Paisible nuit, chaste rayon

De la lune couchante, et toi qui pointes

Au-dessus des rochers, par la forêt muette,

Messagère du jour, ô délicieuses,

Quand j'ignorais les Erinyes et le destin,

Et bien-aimées images ! Déjà la légère vision

Ne sourit plus aux passions sans espoir.

Nous, une étrange gaité nous ranime

Quand tourne dans le fluide éther

Et par les champs frémissants le flot

Poudreux des Vents, et quand le char,

Le pesant char de Zeus, au-dessus de nos fronts,

Déchire en tonnant l'air ténébreux.

Nous, par les falaises et les vallées profondes,

Nager nous plaît dans les nuages, et la fuite

Vaste des troupeaux effrayés, ou d'un haut

Fleuve à la rive incertaine

Le bruit et la colère victorieuse des ondes.
 

Qu'il est beau, ton manteau, ciel divin ! Tu es belle,

Humide Terre. Ah, de cette

Infinie beauté, aucune part

A la misérable Sappho le sort impie et les dieux

N'ont donnée. De tes domaines fiers,

O Nature, vile hôtesse importune,

Amante méprisée, vers tes formes

Charmantes, le coeur et les yeux je tends en vain,

Suppliante. Vers moi ne sourit pas

La berge ensoleillée, ni les portes de l'éther

La blancheur du matin ; ni le chant

Des oiseaux colorés, ni les hêtres

Murmurants ne me saluent ; et sous les ombres

Des saules inclinés, là où le ruisseau clair

Entrouvre son sein pur, à mon

Pas incertain les mouvantes vagues

Se retirent, dédaigneuses,

Et pressent dans leur fuite les rives parfumées.
 

Quelle faute, mais quelle folle outrance

Avant le jour natal m'a tachée, pour qu'à ce point

Farouches me soient le ciel et les yeux du destin ?

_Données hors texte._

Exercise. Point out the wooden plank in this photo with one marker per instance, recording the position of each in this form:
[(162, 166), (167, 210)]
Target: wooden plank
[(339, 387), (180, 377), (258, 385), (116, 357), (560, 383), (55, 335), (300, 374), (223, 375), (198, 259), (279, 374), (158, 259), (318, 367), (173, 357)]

En quoi ai-je péché, petite enfant, quand la vie

Méconnaît le mal, pour que privé

De jeunesse et fané, au fuseau

De l'indomptable Parque s'enroule

Le fil noir de ma vie ? Voix inutiles

Verse ta lèvre : c'est un secret vouloir

Qui meut les destinées. Tout est secret

Hormis notre douleur. Enfants abandonnés,

Nos yeux s'ouvrent aux pleurs, et la raison repose

Dans le coeur des Célestes. O soucis, ô espoirs

Des plus vertes années ! Aux visages, le Père,

Aux visages aimables, un empire éternel

A donné sur les peuples ; par des oeuvres viriles,

Par la lyre savante ou le chant,

Valeur ne brille pas dans un manteau sans grâce.
 

Nous mourrons. L'indigne voile étendu sur le sol,

L'âme nue s'abritera chez Hadès,

Redressant de l'aveugle ordonnateur des sorts

La faute amère. Et toi, auquel

Amour durable, et constance, et la vaine fureur

D'un désir inapaisable m'attachèrent,

Vis heureux, si sur la terre être mortel

Vécut heureux. De son avare vaisseau,

Zeus ne me versa pas le vin suave,

Quand ont péri les illusions, le rêve

De mon enfance. Les jours heureux

De notre temps s'envolent les premiers.

Viennent les maux, et la vieillesse, et l'ombre

De la mort froide. Voilà, de tant

De palmes espérées, d'erreurs aimées,

Me reste le Tartare ; et ce vaillant génie,

L'emportent la déesse du Ténare,

La berge silencieuse et son opaque nuit.

 

Traduit de l’italien par Michel Orcel

In, « Anthologie bilingue de la poésie italienne »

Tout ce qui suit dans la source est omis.